If this film has any flaw, it would be the absence, apart from unnamed background figures, of those whose primary contribution is to challenge the orthodox doctrines of “patriarchal theory” by defining “misandry” as the sexist counterpart of misogyny and placing gender in the much broader contexts of history, cultural anthropology, religious studies, popular culture and so on. Also absent, apart from unnamed background figures, are the organizers (such as Justin Trottier and David Shackleton) of the Canadian Association for Equality, which brings a very diverse group of men together for practical projects that benefit men and boys. But no film (or review) can say everything.

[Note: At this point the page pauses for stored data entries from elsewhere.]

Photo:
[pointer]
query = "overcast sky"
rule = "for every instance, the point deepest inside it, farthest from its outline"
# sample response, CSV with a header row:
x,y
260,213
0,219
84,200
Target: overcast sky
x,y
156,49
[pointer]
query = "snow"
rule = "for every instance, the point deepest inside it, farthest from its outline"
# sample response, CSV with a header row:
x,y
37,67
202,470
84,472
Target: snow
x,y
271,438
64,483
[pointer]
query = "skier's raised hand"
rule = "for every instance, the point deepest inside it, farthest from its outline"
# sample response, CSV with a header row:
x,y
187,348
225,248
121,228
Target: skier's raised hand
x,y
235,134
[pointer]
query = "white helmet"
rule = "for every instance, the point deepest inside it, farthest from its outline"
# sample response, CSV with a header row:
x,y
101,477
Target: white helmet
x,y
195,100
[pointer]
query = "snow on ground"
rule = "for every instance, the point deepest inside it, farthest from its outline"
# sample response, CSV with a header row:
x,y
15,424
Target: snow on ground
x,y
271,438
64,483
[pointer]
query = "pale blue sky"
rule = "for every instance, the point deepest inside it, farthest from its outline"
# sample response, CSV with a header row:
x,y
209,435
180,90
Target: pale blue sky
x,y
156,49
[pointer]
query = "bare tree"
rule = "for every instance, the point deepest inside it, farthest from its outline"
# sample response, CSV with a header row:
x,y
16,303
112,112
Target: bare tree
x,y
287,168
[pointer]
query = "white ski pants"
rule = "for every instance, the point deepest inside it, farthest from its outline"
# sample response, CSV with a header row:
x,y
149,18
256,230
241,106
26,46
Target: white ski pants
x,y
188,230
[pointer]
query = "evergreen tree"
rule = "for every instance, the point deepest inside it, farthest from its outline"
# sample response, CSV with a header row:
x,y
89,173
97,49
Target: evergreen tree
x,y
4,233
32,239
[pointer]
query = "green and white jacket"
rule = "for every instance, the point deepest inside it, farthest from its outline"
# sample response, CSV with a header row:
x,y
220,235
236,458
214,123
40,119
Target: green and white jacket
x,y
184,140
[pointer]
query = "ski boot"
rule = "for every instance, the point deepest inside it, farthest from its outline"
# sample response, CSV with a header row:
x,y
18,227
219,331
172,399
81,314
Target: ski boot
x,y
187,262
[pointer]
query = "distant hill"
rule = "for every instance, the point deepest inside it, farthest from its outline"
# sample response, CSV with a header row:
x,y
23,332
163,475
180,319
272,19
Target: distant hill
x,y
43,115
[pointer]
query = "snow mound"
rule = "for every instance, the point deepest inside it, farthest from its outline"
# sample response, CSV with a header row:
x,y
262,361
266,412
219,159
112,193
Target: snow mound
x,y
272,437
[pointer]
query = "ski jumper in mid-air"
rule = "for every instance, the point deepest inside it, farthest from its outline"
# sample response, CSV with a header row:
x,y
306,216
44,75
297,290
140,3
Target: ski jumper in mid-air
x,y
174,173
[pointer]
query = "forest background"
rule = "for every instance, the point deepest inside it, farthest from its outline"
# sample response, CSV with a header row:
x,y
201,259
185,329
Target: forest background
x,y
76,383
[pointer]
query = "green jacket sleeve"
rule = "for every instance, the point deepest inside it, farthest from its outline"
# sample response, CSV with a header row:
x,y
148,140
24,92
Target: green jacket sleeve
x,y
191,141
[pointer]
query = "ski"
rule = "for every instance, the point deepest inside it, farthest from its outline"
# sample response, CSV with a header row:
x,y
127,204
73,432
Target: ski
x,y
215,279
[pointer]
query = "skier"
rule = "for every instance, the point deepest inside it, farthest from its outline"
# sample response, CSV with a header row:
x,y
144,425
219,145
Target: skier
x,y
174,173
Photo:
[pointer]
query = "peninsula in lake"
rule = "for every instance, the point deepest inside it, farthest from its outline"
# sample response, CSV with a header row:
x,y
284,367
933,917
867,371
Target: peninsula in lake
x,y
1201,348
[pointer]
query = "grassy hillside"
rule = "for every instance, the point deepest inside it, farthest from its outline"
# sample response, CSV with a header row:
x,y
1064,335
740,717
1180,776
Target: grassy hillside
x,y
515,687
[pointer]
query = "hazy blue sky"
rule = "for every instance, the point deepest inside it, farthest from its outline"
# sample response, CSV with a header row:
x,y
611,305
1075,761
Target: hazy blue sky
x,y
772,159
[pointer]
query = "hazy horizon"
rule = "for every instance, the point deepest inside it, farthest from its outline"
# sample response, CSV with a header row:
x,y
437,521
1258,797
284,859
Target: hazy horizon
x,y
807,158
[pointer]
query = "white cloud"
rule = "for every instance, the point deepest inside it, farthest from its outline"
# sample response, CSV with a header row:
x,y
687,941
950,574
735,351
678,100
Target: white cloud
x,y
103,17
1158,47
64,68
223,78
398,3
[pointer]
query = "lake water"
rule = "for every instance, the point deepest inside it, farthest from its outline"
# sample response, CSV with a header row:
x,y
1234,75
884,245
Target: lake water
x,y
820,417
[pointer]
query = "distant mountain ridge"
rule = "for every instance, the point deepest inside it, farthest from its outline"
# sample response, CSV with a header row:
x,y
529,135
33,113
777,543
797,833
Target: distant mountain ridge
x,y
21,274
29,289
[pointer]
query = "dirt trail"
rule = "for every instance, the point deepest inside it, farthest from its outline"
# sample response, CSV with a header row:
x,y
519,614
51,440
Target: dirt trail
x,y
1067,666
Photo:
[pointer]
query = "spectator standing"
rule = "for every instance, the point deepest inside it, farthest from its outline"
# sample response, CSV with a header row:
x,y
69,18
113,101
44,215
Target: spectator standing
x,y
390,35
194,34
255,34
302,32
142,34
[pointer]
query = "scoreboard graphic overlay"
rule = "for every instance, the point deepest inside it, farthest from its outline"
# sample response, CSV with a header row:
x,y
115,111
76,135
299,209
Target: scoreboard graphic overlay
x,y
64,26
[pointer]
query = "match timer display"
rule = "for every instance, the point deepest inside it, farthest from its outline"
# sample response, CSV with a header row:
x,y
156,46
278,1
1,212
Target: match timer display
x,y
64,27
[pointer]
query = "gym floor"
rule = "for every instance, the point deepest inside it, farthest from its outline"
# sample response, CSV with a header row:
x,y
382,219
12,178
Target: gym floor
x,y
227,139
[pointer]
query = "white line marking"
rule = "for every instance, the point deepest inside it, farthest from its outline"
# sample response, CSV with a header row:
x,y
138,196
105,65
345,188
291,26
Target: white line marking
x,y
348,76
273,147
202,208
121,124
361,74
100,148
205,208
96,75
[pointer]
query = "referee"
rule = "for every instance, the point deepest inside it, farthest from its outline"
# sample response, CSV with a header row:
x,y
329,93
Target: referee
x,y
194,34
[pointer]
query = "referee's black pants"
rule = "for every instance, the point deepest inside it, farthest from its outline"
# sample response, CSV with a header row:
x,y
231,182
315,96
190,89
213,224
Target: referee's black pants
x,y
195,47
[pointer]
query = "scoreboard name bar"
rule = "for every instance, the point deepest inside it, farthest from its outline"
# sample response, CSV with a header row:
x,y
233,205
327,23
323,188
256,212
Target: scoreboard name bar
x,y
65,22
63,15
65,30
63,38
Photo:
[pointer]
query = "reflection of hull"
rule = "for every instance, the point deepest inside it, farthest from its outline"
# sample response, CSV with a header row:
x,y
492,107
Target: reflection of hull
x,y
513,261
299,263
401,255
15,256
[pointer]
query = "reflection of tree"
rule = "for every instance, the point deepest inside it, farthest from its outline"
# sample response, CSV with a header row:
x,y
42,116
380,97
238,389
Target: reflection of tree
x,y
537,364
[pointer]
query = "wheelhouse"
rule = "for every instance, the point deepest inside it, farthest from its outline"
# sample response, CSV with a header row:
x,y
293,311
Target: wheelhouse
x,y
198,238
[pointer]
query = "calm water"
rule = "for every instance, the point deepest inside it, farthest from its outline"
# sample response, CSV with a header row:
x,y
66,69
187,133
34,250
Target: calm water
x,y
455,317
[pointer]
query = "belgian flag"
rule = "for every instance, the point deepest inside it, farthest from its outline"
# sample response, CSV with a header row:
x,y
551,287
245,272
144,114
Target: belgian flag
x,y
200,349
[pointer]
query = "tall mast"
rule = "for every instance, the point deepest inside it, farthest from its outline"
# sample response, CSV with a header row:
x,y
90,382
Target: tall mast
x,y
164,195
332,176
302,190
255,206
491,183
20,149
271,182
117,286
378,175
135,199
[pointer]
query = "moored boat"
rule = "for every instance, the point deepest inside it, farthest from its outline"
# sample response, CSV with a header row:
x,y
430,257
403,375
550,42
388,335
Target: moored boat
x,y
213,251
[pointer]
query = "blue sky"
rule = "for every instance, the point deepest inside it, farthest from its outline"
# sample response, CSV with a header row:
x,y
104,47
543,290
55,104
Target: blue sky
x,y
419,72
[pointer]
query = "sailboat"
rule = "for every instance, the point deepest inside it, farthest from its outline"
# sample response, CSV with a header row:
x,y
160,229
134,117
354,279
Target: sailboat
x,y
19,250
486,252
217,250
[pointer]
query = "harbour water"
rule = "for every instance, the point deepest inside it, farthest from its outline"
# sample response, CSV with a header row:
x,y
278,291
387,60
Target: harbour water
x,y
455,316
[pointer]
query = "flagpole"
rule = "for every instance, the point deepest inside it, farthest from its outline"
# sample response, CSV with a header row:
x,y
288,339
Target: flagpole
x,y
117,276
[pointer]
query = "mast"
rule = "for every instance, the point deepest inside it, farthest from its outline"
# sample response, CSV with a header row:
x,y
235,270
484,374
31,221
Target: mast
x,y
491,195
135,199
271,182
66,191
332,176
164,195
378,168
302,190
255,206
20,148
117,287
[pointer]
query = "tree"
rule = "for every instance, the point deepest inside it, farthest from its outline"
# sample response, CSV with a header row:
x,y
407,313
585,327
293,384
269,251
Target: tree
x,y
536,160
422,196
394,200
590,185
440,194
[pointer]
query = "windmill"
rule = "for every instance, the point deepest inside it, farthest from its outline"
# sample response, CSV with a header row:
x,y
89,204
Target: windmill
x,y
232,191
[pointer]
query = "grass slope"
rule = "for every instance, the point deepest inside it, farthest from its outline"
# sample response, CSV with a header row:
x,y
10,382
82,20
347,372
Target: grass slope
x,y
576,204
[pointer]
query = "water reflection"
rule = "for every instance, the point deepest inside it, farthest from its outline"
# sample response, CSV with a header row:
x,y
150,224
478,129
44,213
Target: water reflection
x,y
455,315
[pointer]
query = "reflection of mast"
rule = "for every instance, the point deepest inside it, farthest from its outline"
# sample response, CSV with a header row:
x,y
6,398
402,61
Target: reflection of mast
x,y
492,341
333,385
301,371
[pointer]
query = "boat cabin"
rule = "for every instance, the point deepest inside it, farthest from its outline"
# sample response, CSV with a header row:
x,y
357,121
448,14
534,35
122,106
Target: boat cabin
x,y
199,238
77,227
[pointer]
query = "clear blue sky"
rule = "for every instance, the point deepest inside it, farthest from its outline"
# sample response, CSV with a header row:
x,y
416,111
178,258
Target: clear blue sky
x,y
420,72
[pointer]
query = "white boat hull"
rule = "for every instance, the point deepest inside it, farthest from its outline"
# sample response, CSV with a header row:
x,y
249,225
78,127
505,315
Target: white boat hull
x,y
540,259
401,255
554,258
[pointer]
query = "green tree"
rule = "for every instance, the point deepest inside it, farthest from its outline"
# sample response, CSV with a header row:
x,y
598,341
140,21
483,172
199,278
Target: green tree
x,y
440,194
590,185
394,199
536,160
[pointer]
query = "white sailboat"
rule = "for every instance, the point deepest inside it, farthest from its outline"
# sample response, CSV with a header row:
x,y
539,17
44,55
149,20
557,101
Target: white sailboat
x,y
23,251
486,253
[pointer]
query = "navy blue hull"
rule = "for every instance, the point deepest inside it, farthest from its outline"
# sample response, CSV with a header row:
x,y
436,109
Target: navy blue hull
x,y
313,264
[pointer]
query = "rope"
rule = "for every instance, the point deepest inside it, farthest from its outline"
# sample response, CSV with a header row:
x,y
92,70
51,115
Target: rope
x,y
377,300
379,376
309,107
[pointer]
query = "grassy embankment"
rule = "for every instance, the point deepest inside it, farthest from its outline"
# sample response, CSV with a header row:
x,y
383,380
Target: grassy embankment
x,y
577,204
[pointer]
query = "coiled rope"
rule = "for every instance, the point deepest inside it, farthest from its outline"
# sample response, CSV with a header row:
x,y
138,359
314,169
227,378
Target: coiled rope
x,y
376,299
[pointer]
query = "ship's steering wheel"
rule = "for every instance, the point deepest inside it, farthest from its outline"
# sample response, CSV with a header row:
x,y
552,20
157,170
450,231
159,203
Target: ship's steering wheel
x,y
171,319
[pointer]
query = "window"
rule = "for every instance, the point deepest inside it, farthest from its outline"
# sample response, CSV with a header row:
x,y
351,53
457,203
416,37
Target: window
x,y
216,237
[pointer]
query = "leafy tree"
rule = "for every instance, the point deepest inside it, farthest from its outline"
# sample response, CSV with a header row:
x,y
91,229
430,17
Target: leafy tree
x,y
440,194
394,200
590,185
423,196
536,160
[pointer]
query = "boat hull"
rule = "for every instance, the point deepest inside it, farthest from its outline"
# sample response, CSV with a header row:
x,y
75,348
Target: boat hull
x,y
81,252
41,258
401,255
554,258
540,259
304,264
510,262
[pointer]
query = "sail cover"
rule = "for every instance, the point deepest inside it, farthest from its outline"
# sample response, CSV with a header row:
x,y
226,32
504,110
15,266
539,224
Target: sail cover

To conclude, it should escape no one’s attention that The Red Pill made its debut (at least in the United States and Canada) within weeks of Donald Trump’s election. Why is that link significant? It’s because both presidential campaigns featured gender. At the last moment, someone revealed an old video of Trump boasting in very lewd terms about groping women who, according to Trump, had welcomed his advances. Next, several women accused him of groping them against their stated wishes. Immediately classified both implicitly and explicitly as “rapes” or “sexual assaults” (by journalists, activists and bloggers), Hillary Clinton’s supporters not only branded Trump a “misogynist” but also suggested that he is Everyman (even though he is clearly an “alpha male” and therefore, by definition, can hardly represent all or even most men). Whether Trump actually hates women and plans to persecute them is another matter entirely. I mention the election here only to illustrate the fact that our society is profoundly polarized not merely over Trump in particular but also over sex and gender in general. (Most people no longer know how to define “sexism” or even “misogyny,” to judge from the accusations against Trump, and no longer expect these words to involve hatred or the intention to harm.) Fallout from the election indicates that cultural warfare will prevail for years to come and that misandry will be the keystone of a worldview that demonizes men and therefore happens to illustrate The Red Pill’s underlying context.
Paul Nathan is Advisory Fellow to the Canadian Association for Equality and the co-author, along with Professor Katherine Young, of Spreading Misandry, Legalizing Misandry and Sanctifying Misandry.